Política

Nuno Portas, o arquiteto do SAAL e da habitação digna para os mais desfavorecidos

Numa altura em que os problemas da habitação estão no centro de todos os debates autárquicos, Portugal perdeu, este domingo, o arquiteto Nuno Portas, um dos nomes mais importantes do urbanismo e do combate às desigualdades sociais por via do acesso à habitação digna.

Foi Nuno Portas quem deu luz verde para a construção do Bairro do SAAL (Serviço de Apoio Ambulatório Local), em Cortegaça, num projeto elaborado por Alfredo Resende e António Moura, em outubro de 1975, com o apoio do Fundo de Fomento da Habitação.

Em 1974, Nuno Portas havia assumido o cargo de secretário de Estado da Habitação e Urbanismo, que conservou durante os três primeiros Governos Provisórios. No exercício dessas funções, fomentou a criação de cooperativas de habitação e de Gabinetes de Apoio Técnico (GAT), estruturas da administração Central descentralizadas de apoio aos Municípios, concebeu o SAAL e esteve na génese do processo conducente à adoção dos Planos Diretores Municipais (PDM).

Para as casas do SAAL de Cortegaça havia projeto mas faltava dinheiro.

Foi o arquiteto Pompílio Souto quem se deslocou a Lisboa para falar com Nuno Portas e pedir-lhe para desbloquear a verba necessária. Portas ficou convencido, assinou na hora e as casas foram construídas.

Foto: José Lopes

As casas do Bairro do SAAL, em Cortegaça, são o resultado de um projeto social e habitacional que surgiu após o 25 de Abril de 1974, através de um processo estimulado pelas condições político-sociais do período revolucionário, através do qual os moradores se organizaram com programas de reabilitação das zonas de habitação degradada, com participação e colaboração de arquitetos e urbanistas.

Trataram-se de movimentos de moradores que se assumiram com o objetivo de travar a apropriação do solo urbano por parte de grupos de especulação imobiliária.

Ao fim de quatro décadas de degradação e abandono a que ficou sujeito o bairro, inacabado e em alguns casos em ruinas, com condições habitacionais desumanas, despertou uma nova geração de moradores, que nasceram, cresceram e ali continuam a viver, assumindo de viva voz, a defesa do seu bairro requalificado.
A Reabilitação do Bairro do SAAL foi consignada em final de dezembro de 2019, tendo sido adjudicada por 690 mil euros.
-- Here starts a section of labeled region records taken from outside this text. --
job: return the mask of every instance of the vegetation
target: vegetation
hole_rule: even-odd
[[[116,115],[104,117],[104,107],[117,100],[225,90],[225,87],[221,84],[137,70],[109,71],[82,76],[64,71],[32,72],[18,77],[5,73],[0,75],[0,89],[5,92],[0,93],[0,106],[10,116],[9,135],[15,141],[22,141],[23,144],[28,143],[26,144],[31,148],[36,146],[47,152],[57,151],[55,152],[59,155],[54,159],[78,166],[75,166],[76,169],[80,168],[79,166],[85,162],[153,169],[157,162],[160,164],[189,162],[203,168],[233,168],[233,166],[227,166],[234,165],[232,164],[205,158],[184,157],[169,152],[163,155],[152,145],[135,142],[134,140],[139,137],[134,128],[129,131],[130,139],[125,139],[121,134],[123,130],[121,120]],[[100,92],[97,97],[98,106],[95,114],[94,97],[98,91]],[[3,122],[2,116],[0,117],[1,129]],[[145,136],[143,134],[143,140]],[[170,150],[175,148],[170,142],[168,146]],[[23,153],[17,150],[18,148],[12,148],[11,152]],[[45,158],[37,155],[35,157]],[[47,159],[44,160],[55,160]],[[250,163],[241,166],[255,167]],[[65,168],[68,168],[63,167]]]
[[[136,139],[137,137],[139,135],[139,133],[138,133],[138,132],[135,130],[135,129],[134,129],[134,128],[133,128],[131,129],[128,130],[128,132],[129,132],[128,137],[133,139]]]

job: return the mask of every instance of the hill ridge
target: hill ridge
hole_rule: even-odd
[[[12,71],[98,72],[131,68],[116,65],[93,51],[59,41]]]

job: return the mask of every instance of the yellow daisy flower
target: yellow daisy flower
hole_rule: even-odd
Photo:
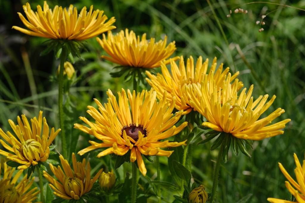
[[[282,173],[289,180],[289,181],[285,181],[286,187],[287,188],[290,193],[296,197],[296,198],[299,203],[305,203],[305,196],[304,196],[304,194],[305,194],[305,160],[303,160],[302,166],[301,166],[300,162],[298,159],[298,157],[296,156],[296,154],[295,153],[294,153],[293,156],[294,157],[294,160],[296,162],[296,168],[294,170],[294,173],[296,173],[296,177],[297,183],[295,181],[287,172],[284,166],[282,165],[282,164],[279,163],[278,165]],[[292,184],[292,186],[291,185]],[[293,186],[293,187],[292,186]],[[267,199],[267,200],[271,202],[273,202],[273,203],[289,203],[289,202],[295,202],[275,198],[269,198]]]
[[[83,159],[82,162],[77,163],[75,155],[73,153],[72,171],[69,162],[64,159],[62,155],[60,156],[59,158],[63,171],[59,166],[58,168],[56,168],[51,163],[49,165],[52,172],[60,183],[45,171],[43,171],[43,176],[52,184],[49,184],[49,185],[55,191],[53,194],[56,195],[65,199],[79,199],[83,195],[91,189],[103,171],[103,169],[100,170],[93,178],[90,179],[90,163],[88,162],[86,164],[85,159]]]
[[[146,34],[136,37],[131,30],[128,29],[121,30],[115,36],[111,31],[108,31],[108,39],[104,34],[103,39],[96,37],[96,40],[110,57],[102,56],[101,57],[114,63],[126,66],[152,68],[159,67],[160,62],[169,57],[176,49],[175,41],[171,42],[166,47],[167,37],[164,41],[160,40],[155,43],[154,38],[152,38],[148,42],[146,39]],[[173,60],[177,60],[178,58]],[[169,60],[165,61],[166,64],[169,63]]]
[[[35,166],[38,164],[39,161],[43,162],[47,160],[50,154],[49,146],[60,129],[55,132],[54,128],[52,128],[49,137],[49,126],[45,118],[42,118],[42,111],[41,111],[39,112],[38,119],[36,117],[31,119],[31,128],[25,115],[22,115],[21,117],[23,124],[18,116],[17,117],[18,124],[16,125],[13,121],[9,120],[9,123],[17,135],[17,138],[9,131],[6,133],[7,135],[5,134],[0,128],[0,135],[13,147],[2,140],[0,139],[0,143],[5,148],[13,153],[12,154],[0,149],[0,154],[22,165],[18,166],[18,169],[25,169],[32,165]],[[43,129],[42,131],[43,121]]]
[[[162,150],[160,148],[186,145],[186,140],[179,143],[158,141],[176,134],[187,125],[187,122],[185,122],[178,128],[173,125],[179,120],[182,111],[173,117],[172,112],[176,99],[173,98],[168,107],[169,102],[166,101],[166,92],[159,102],[156,101],[157,93],[152,88],[148,92],[143,90],[136,96],[134,90],[131,94],[128,89],[127,93],[128,96],[123,89],[121,94],[118,93],[118,104],[115,96],[108,89],[108,103],[105,104],[105,107],[97,100],[95,100],[99,112],[94,107],[88,106],[89,110],[87,112],[96,120],[95,123],[81,117],[80,118],[91,128],[78,124],[75,124],[74,128],[94,135],[103,142],[89,141],[92,146],[78,153],[82,155],[92,149],[110,147],[98,154],[97,157],[100,157],[112,153],[122,156],[131,150],[131,161],[134,162],[137,160],[140,171],[145,176],[147,171],[142,154],[169,157],[174,151]]]
[[[30,4],[23,5],[23,9],[28,21],[22,14],[18,13],[24,25],[30,30],[13,26],[22,33],[32,36],[50,39],[66,39],[83,40],[97,36],[116,28],[110,25],[115,22],[112,17],[107,23],[108,18],[103,15],[104,11],[97,10],[92,12],[93,6],[87,12],[84,7],[79,14],[76,7],[70,5],[67,9],[56,5],[53,11],[49,8],[46,1],[44,2],[43,10],[40,5],[34,12]]]
[[[37,187],[26,193],[33,184],[35,177],[32,178],[30,181],[30,179],[27,179],[27,176],[25,176],[19,183],[16,184],[23,170],[18,170],[12,180],[15,169],[8,167],[6,163],[3,164],[1,166],[4,173],[0,180],[0,203],[31,203],[32,201],[37,199],[36,196],[40,191],[34,192],[37,189]],[[0,168],[0,174],[1,169]]]
[[[183,114],[185,114],[190,113],[193,109],[190,105],[189,98],[186,93],[186,87],[193,83],[200,84],[203,80],[204,75],[206,74],[209,59],[207,58],[203,63],[202,57],[199,57],[197,60],[196,66],[194,66],[194,59],[191,56],[187,59],[186,68],[183,56],[181,56],[179,58],[179,67],[173,60],[170,61],[171,74],[165,64],[161,63],[162,74],[157,73],[156,76],[146,71],[146,74],[151,80],[148,78],[146,80],[157,92],[158,99],[162,96],[165,90],[170,93],[167,95],[166,99],[168,101],[171,101],[173,97],[175,97],[177,100],[176,108],[179,110],[183,110],[185,111]],[[219,66],[214,77],[217,85],[221,89],[223,88],[223,81],[226,79],[230,70],[228,67],[222,72],[223,65],[222,63]],[[210,71],[214,72],[217,65],[217,58],[215,57],[213,60]],[[237,72],[234,74],[231,77],[230,82],[233,81],[239,73],[239,72]],[[239,89],[243,86],[241,82],[239,83]]]
[[[260,140],[283,134],[285,124],[291,120],[286,119],[273,125],[266,126],[285,112],[278,108],[267,117],[258,120],[271,105],[275,99],[274,95],[267,103],[268,96],[260,96],[255,101],[251,97],[253,85],[247,93],[244,88],[237,96],[238,79],[231,85],[229,73],[222,84],[221,91],[214,79],[214,73],[209,78],[204,76],[201,86],[193,84],[187,91],[191,106],[205,117],[208,122],[203,125],[220,132],[231,134],[238,138]]]

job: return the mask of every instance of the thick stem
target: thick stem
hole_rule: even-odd
[[[214,172],[214,177],[213,177],[213,186],[212,188],[212,194],[211,196],[211,201],[210,201],[211,203],[214,203],[215,201],[216,192],[217,191],[217,185],[218,184],[218,175],[219,173],[221,159],[222,158],[222,153],[223,153],[224,148],[224,142],[223,141],[221,143],[221,145],[220,145],[220,149],[219,149],[219,152],[218,153],[216,166],[215,166],[215,170]]]
[[[59,128],[61,129],[60,137],[61,138],[61,153],[65,159],[67,158],[67,144],[65,134],[65,127],[63,120],[63,70],[66,61],[66,49],[63,46],[60,56],[60,68],[58,77],[58,115],[59,117]]]
[[[40,169],[38,165],[36,166],[36,170],[38,174],[38,178],[39,179],[39,187],[40,188],[40,201],[41,203],[43,203],[45,200],[43,196],[43,183],[42,183],[42,177],[41,175],[41,173],[40,171]]]
[[[135,203],[137,194],[137,165],[132,163],[132,180],[131,180],[131,203]]]
[[[157,163],[157,181],[160,181],[160,162],[159,161],[159,156],[156,156],[156,162]],[[161,203],[161,188],[160,184],[158,184],[157,189],[158,191],[158,202]]]

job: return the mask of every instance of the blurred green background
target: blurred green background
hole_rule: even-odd
[[[34,11],[37,5],[43,4],[42,0],[28,2]],[[238,78],[245,87],[254,84],[255,99],[260,95],[268,94],[269,99],[274,94],[277,96],[264,116],[281,107],[286,112],[276,121],[288,118],[292,121],[286,125],[284,135],[255,141],[254,149],[249,149],[252,156],[251,159],[240,153],[236,156],[230,151],[229,160],[223,163],[220,175],[217,202],[221,203],[236,202],[249,194],[253,195],[249,202],[253,203],[267,202],[268,197],[288,198],[284,182],[286,180],[278,163],[282,163],[295,178],[293,153],[301,160],[305,152],[305,12],[264,3],[239,6],[250,2],[210,0],[214,15],[207,2],[202,0],[48,1],[52,9],[56,5],[67,7],[72,4],[80,10],[84,6],[89,8],[93,5],[95,10],[103,10],[109,18],[115,16],[114,25],[117,28],[113,33],[127,28],[140,36],[146,33],[148,37],[155,37],[157,40],[163,39],[166,35],[168,42],[176,41],[177,50],[172,57],[182,55],[186,61],[192,55],[196,61],[202,56],[204,59],[209,58],[210,67],[216,56],[218,63],[223,63],[225,67],[230,67],[232,73],[240,72]],[[305,9],[304,0],[268,2]],[[0,1],[0,127],[5,131],[11,130],[8,119],[16,122],[17,116],[22,114],[29,119],[37,116],[40,110],[44,111],[49,126],[58,128],[58,87],[50,78],[56,75],[59,61],[53,52],[40,56],[46,47],[41,45],[45,39],[11,29],[13,26],[25,28],[17,12],[24,15],[22,6],[27,2],[25,0]],[[231,17],[226,17],[230,9],[235,8],[233,12],[239,8],[247,10],[248,13],[232,12]],[[264,19],[265,25],[256,24],[261,20],[262,15],[270,12]],[[264,30],[259,32],[261,28]],[[123,82],[124,76],[122,78],[112,78],[109,73],[116,65],[100,58],[106,54],[95,38],[87,41],[88,51],[82,51],[85,60],[77,60],[74,65],[80,79],[71,87],[70,94],[64,97],[68,102],[65,110],[70,153],[89,145],[89,140],[98,142],[93,136],[73,128],[75,123],[83,124],[78,117],[89,118],[86,111],[87,105],[96,107],[93,99],[106,102],[108,89],[114,93],[122,87],[126,89],[132,87],[131,83]],[[160,68],[156,69],[160,71]],[[77,145],[72,144],[78,140]],[[59,149],[59,137],[55,141]],[[192,161],[193,180],[203,184],[208,192],[212,188],[214,163],[211,160],[216,160],[217,154],[217,150],[210,151],[211,145],[210,142],[198,146],[194,145],[192,157],[189,157]],[[179,153],[183,152],[182,147],[176,150],[174,156],[178,159]],[[114,159],[110,155],[96,158],[100,151],[95,150],[77,159],[89,159],[93,173],[101,167],[105,171],[111,170]],[[161,157],[160,160],[161,180],[174,183],[167,158]],[[147,176],[154,180],[156,176],[155,163],[146,163]],[[131,166],[125,163],[116,172],[121,182],[124,181],[125,173],[131,173]],[[139,179],[140,183],[147,181],[142,176]],[[164,188],[162,191],[163,202],[173,202],[173,195],[179,195],[168,188]],[[139,202],[156,202],[155,197],[147,194],[144,196],[146,197]],[[117,202],[117,199],[116,196],[111,199],[112,202]],[[120,202],[128,201],[121,198]]]

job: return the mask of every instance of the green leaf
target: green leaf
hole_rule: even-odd
[[[66,200],[63,199],[62,199],[60,198],[59,198],[57,199],[55,199],[52,201],[51,202],[52,203],[61,203],[61,202],[62,202],[63,201],[65,200]]]
[[[231,144],[231,139],[232,136],[230,133],[226,133],[224,136],[225,137],[224,140],[224,149],[222,153],[222,159],[224,159],[224,163],[226,163],[228,161],[228,154],[229,153],[229,149]]]
[[[9,161],[6,162],[6,164],[9,166],[10,166],[12,168],[18,167],[20,166],[22,166],[23,165],[19,163],[17,163],[16,161]]]
[[[170,189],[171,190],[175,191],[177,191],[180,189],[179,187],[176,186],[172,183],[167,182],[163,181],[150,181],[148,182],[148,183],[151,183],[154,184],[159,184],[167,188]]]
[[[238,147],[240,150],[240,151],[243,154],[247,156],[249,158],[251,158],[251,155],[248,153],[247,150],[245,148],[244,144],[242,140],[241,139],[237,139],[237,144],[238,145]]]
[[[221,143],[223,141],[224,139],[225,138],[225,133],[224,133],[222,132],[219,135],[219,137],[218,137],[216,140],[215,140],[215,142],[214,142],[213,143],[213,145],[211,147],[211,151],[212,151],[216,149],[216,148],[219,146],[219,145],[221,144]]]
[[[246,196],[242,198],[239,201],[236,202],[236,203],[246,203],[246,202],[248,202],[248,200],[249,200],[252,195],[252,194],[249,194]]]
[[[182,199],[179,196],[177,196],[177,195],[174,195],[174,197],[176,198],[176,199],[178,200],[178,201],[180,201],[181,202],[184,202],[184,203],[188,203],[188,201],[186,199]]]
[[[183,166],[183,165],[175,160],[173,161],[173,165],[175,172],[178,177],[188,183],[192,177],[191,173],[188,170]]]
[[[204,144],[204,143],[205,143],[206,142],[209,142],[209,141],[210,141],[210,140],[211,140],[213,139],[214,137],[215,137],[219,135],[220,133],[219,132],[215,132],[215,133],[213,134],[210,135],[210,136],[208,137],[206,139],[205,139],[203,140],[202,140],[202,141],[200,141],[200,142],[198,142],[197,144],[197,145],[200,145],[201,144]],[[205,135],[206,135],[206,134]]]
[[[150,162],[152,163],[153,163],[153,159],[152,159],[152,158],[151,157],[150,155],[143,155],[144,156],[144,157],[146,158],[146,159],[147,159]]]

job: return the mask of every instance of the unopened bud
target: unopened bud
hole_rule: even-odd
[[[103,172],[99,178],[99,183],[102,190],[105,190],[107,187],[109,190],[115,184],[115,176],[113,173],[113,170],[106,173]]]
[[[66,61],[64,64],[63,67],[65,68],[63,70],[63,75],[66,75],[69,79],[71,79],[73,75],[73,74],[75,73],[75,70],[74,69],[73,66],[71,63],[69,61]],[[60,70],[60,65],[58,66],[58,69],[56,72],[56,74],[57,77],[59,75],[59,72]]]
[[[208,198],[208,194],[205,190],[206,188],[201,185],[191,191],[188,195],[188,201],[193,203],[205,203]]]

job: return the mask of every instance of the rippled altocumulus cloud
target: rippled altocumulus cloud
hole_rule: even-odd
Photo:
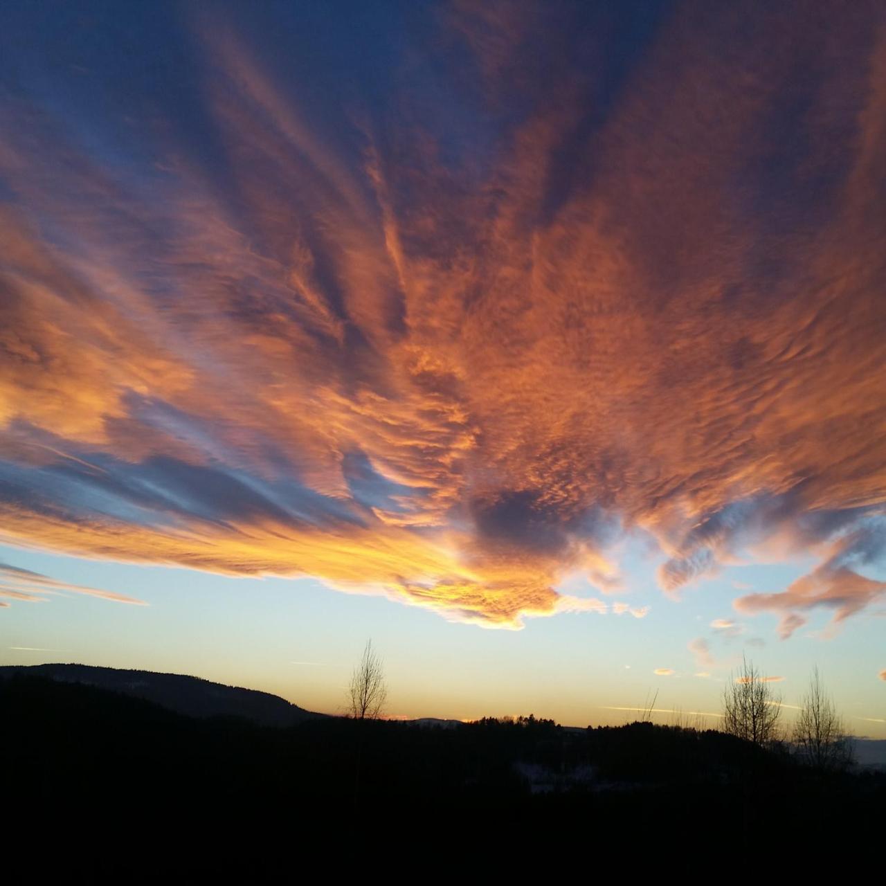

A obra englobou 12 moradias e melhorou as condições de habitabilidade das mesmas.

Nuno Portas, em parceria com o arquiteto Nuno Teotónio Pereira, também concebeu os planos arquitetónicos do Bairro dos Olivais e de Chelas, em Lisboa, entre muitos outros, para dar resposta à necessidade de habitação digna a milhares de pessoas regressadas das antigas colónias ou que haviam migrado de outros pontos do país para a “grande cidade” à procura de uma vida melhor.

Em 1974, 25% da população do país vivia em barracas, bairros de lata ou casas degradadas, nas margens da cidade e dentro dela, sem água, eletricidade, esgotos, instalações sanitárias. Vários tinham vindo de outras zonas do país à procura de vida melhor na capital, mas tantos outros havia que já cá tinham nascido, como os pais e os avós, lisboetas.

Esse um quarto da população vivia nas costas da cidade, atrás de Alvalade, atrás de Campo de Ourique, do Areeiro, em bairros de madeira e zinco e terra batida. Eram estes os cidadãos que mantinham a cidade “de pé”, trabalhando na construção, nas oficinas, nas fábricas, na estiva, no comércio, mas não conseguiam aceder a um direito básico: a habitação.

Quando a Revolução de Abril tomou conta do país, em 1974, o povo saiu à rua para exigir direitos sociais. Nuno Portas andou no meio do povo para explicar aquilo que estaria a ser “arquitetado” para acabar com a indignidade de um ser humano ter de viver (e criar os seus filhos) em barracas de madeira ou de zinco.

O arquiteto Nuno Portas morreu este domingo aos 90 anos.